January 8, 2013 12:00:01 AM PST
Chances are you or someone you know, has come down with a fever, sore throat, and body aches. That's because the current flu season is gaining momentum, starting earlier in the season and affecting more people than usual.

Brenda Cabrera is the mother of a two-month-old baby boy. On Monday, she took her son to a clinic for a checkup and urged her family to get vaccinated for the flu as well because she's worried about her baby getting sick with the potentially dangerous virus.

"When we cough we try to cover our mouth with our our elbow and when we get sick we come to the doctor and get our shots when we need them," she said.

As kids head back to school from the winter break, health officials are asking other families to do the same. Many are gearing up to handle an influx of cases.
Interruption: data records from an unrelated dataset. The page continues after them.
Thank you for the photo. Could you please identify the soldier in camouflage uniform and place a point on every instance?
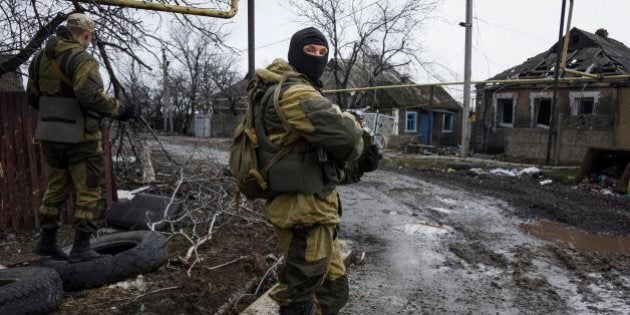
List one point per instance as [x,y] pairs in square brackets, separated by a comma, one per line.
[313,276]
[64,71]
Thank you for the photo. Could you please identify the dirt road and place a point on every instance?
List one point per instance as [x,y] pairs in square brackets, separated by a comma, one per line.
[433,249]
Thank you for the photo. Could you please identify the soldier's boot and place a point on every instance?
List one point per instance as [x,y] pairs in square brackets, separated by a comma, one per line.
[304,308]
[81,250]
[47,245]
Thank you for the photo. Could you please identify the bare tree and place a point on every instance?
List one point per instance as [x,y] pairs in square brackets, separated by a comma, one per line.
[372,35]
[26,24]
[200,70]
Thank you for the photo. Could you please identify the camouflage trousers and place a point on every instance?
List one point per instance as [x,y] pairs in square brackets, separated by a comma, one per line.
[312,269]
[78,167]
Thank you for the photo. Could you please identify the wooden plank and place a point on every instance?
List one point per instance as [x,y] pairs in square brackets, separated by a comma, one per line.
[43,177]
[35,188]
[4,195]
[109,174]
[22,171]
[12,189]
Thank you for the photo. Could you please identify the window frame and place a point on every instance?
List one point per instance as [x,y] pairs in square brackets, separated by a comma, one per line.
[444,115]
[495,102]
[532,103]
[415,119]
[574,103]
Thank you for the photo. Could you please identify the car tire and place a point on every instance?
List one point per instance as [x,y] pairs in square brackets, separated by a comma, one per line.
[128,254]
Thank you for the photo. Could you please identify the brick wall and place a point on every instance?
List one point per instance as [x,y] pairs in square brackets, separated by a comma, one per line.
[488,136]
[530,144]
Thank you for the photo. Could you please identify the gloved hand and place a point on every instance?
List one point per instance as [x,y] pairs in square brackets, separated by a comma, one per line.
[368,162]
[130,112]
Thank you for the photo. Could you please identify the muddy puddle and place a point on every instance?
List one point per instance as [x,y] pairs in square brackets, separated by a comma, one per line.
[557,232]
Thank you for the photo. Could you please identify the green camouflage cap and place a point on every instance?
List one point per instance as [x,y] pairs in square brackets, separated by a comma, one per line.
[80,21]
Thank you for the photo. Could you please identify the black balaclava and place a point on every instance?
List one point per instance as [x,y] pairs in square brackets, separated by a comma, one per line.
[312,67]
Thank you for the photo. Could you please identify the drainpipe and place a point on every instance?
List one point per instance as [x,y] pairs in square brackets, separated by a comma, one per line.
[554,102]
[467,75]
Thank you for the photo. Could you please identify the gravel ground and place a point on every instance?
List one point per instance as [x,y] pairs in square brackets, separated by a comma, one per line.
[449,243]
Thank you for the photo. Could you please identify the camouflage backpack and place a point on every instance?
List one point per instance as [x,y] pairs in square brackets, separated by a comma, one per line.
[251,179]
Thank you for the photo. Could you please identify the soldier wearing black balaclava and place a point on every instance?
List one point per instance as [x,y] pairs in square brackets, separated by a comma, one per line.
[310,66]
[305,144]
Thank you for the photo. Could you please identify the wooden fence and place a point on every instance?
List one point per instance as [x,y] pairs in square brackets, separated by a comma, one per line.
[22,169]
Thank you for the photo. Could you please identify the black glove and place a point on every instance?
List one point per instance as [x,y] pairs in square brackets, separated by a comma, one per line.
[130,113]
[369,160]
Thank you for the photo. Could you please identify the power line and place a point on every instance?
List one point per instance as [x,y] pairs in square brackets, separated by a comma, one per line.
[513,30]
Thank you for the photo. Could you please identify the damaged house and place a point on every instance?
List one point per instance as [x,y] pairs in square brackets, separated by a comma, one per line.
[513,119]
[426,115]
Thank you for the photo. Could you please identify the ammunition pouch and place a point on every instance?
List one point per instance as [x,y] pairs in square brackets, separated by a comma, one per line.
[61,119]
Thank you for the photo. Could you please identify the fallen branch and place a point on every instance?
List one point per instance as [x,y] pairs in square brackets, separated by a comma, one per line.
[227,263]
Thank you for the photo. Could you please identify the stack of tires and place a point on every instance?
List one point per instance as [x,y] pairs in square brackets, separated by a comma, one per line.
[39,289]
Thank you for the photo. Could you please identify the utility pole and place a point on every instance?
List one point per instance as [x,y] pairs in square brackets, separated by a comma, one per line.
[167,113]
[552,120]
[467,77]
[251,39]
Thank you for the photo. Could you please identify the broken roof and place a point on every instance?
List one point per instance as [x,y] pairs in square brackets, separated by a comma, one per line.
[588,52]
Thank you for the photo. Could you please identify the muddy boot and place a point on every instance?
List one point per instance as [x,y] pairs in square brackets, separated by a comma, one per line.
[304,308]
[81,248]
[47,245]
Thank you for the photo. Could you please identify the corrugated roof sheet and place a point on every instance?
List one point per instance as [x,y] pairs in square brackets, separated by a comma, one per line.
[587,52]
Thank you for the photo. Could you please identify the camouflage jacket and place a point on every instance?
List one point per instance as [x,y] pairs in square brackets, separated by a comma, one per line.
[63,68]
[314,119]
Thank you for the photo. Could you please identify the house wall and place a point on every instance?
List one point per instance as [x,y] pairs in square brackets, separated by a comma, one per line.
[622,133]
[442,138]
[489,136]
[439,138]
[530,144]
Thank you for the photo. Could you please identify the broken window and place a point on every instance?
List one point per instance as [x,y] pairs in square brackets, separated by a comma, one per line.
[505,111]
[412,122]
[585,105]
[542,111]
[447,124]
[584,102]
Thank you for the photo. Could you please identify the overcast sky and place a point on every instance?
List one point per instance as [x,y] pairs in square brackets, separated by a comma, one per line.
[505,33]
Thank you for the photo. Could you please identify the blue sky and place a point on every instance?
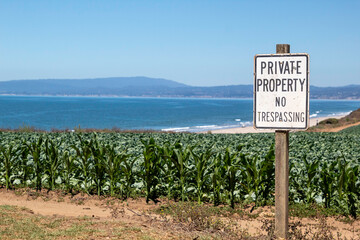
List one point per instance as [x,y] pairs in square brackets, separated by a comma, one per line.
[201,43]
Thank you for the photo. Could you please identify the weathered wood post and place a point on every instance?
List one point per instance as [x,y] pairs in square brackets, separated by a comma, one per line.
[282,173]
[281,102]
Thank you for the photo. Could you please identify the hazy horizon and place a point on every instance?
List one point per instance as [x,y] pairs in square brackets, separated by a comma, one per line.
[198,43]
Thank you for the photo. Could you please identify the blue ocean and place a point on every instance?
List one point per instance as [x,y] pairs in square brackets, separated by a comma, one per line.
[168,114]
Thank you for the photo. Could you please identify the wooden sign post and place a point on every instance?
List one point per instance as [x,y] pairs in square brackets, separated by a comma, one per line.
[282,173]
[281,102]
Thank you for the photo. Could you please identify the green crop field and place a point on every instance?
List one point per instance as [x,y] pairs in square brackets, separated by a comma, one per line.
[220,169]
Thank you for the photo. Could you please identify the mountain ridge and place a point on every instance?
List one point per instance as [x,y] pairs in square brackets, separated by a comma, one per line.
[151,87]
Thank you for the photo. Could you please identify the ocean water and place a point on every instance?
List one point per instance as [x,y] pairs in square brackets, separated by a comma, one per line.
[176,114]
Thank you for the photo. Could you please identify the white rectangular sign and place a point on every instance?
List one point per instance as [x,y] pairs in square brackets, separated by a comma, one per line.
[281,91]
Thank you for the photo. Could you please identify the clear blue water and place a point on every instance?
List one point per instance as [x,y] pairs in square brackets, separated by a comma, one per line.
[141,113]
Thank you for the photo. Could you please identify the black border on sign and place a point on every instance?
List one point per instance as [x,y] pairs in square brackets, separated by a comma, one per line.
[307,92]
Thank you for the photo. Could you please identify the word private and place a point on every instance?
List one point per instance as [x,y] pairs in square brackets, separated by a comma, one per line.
[281,91]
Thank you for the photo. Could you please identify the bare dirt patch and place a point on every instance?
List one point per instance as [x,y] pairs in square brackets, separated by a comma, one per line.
[139,219]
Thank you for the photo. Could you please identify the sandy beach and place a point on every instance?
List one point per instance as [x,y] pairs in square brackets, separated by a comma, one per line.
[313,122]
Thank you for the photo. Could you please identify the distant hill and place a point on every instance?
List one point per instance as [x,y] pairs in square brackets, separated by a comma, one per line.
[151,87]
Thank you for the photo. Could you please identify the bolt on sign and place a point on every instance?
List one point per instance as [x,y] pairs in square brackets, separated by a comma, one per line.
[281,91]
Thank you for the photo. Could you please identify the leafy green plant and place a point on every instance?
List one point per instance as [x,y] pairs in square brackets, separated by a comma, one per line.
[52,162]
[35,151]
[84,154]
[202,162]
[152,167]
[8,158]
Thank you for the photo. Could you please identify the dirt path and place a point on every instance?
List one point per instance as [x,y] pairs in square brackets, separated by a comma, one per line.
[135,212]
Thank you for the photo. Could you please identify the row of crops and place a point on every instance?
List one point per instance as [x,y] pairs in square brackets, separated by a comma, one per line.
[221,169]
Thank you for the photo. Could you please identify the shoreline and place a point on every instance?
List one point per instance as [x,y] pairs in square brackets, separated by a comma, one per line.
[251,129]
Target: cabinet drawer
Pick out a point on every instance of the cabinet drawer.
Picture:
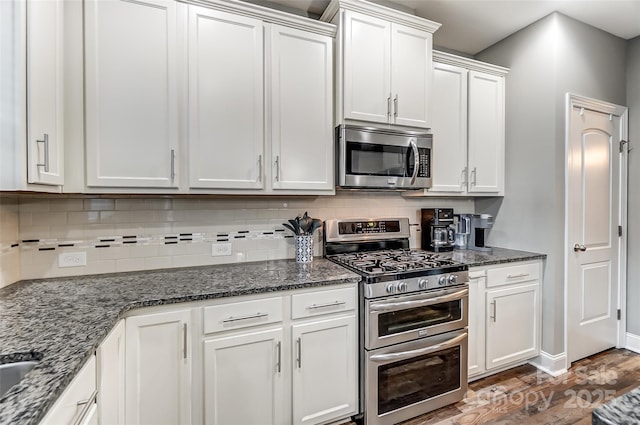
(512, 274)
(80, 394)
(242, 314)
(323, 302)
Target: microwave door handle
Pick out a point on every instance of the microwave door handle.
(416, 160)
(419, 303)
(382, 358)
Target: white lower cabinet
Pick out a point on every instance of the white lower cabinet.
(504, 316)
(158, 365)
(324, 369)
(243, 379)
(77, 404)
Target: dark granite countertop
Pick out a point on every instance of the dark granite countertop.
(62, 321)
(498, 256)
(623, 410)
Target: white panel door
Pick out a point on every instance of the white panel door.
(325, 370)
(225, 100)
(486, 133)
(243, 379)
(158, 365)
(410, 75)
(45, 92)
(367, 68)
(301, 109)
(110, 358)
(512, 332)
(131, 93)
(594, 215)
(449, 127)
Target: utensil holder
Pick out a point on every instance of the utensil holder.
(304, 249)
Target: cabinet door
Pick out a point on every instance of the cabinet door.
(110, 358)
(131, 93)
(449, 126)
(243, 379)
(367, 68)
(486, 133)
(476, 344)
(44, 92)
(411, 64)
(225, 100)
(512, 324)
(324, 370)
(301, 137)
(158, 364)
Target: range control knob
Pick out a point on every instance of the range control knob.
(423, 283)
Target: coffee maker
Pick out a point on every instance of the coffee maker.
(479, 223)
(437, 233)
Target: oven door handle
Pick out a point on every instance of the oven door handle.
(382, 358)
(377, 307)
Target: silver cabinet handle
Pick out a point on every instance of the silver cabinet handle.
(395, 107)
(416, 160)
(495, 309)
(333, 304)
(173, 165)
(184, 340)
(420, 351)
(279, 361)
(252, 316)
(45, 141)
(86, 407)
"It's starting a littler earlier than normal," said Fresno County Department of Public Health Assistant Director Dave Luchini. "Usually in california we see peak flu activity in the month of February, but everything around the nation is about a month ahead of time. We wouldn't be surprised if we see peak flu activity in January and it can usually last between 12-15 weeks," he said.

Luchini expects this year's strain to hit patients hard. According to the Centers for Disease Control and Prevention, the predominant type of flu circulating the United States is H3N2 Influenza A, which tends to be more severe.

"It's picked up across the nation," said Luchini. "And it's moving it's way westward."

Right now, the flu is racing across more than 30 states and is leaving behind a deadly trail as it inches closer to California.

So far, 18 children under the age of 18 have died from the flu and more than 2,000 people were hospitalized through the end of last month.

School nurses are now urging families to take preventative measures to keep themselves safe. Clovis Unified Nurse Practitioner Roberta Bavin suggested those six months and older get vaccinated. She said washing hands with soap and water for at least 20 seconds is also important, as well as not sharing food and drinks.

"The incubation period is about a day or so before symptoms start until about five to seven days afterwards so you could be transmitting the flu before you even know you're sick."

Both Bavin and Luchini said it's not too late for families to get vaccinated and many places have plenty of flu shots to go around.